In the trailer, we see our character traverse the world in all sorts of ways - she can run and jump, spring into the air off friendly creatures, shrink down to a fairy and be carried by a cat, use her powers to transform vines, and a whole host of other abilities including, yes, using a BOTW-style glider. For each of these powers, she changes costume on the fly, which also happens during the combat segments. All of these changes occur instantly, suggesting a vast world full of secrets to be unlocked. A couple of the clips hint at platforming dungeons too, further adding to the Breath of the Wild feel.
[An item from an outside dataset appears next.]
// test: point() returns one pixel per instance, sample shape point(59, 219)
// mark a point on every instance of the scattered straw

Of course, changing clothing is not what makes a dress up game. Most RPGs have customisable armourr for various buffs, or stances and equipment required for exploration. While Infinity Nikki’s trailer doesn’t focus entirely on the dress up elements, we see towards the end how that comes into play. The Nikki series is a bona fide dress up sim, so we know there’s a track record, but the game is playing its cards close to the corset for how this translates into gameplay.

Infinity Nikki, character in blue dress floating through the air

Nikki looks at an old, dusty book and sees the fashion design notes for a magician’s outfit. A swirl of golden pixie dust later, and she’s suddenly wearing it. I imagine this book will be far more interactive in the full game, and the dress up elements will let us customise different looks, powers, and possibly hunt for materials. It’s always hard to make rewards feel worth it in open world games, but when the customisation is the point, games allow themselves much more room for unlockables.

Infinity Nikki is flying under everyone’s radar, and I only noticed it recently, despite the trailer dropping at the back end of last year. I’m always wary when two genres merge themselves together in ways that don’t feel synergised, but I can’t resist the allure of a dress up Breath of the Wild. Infinity Nikki’s release date is still the nebulous ‘2023’, but I hope whenever it drops, it’s the talk of the season.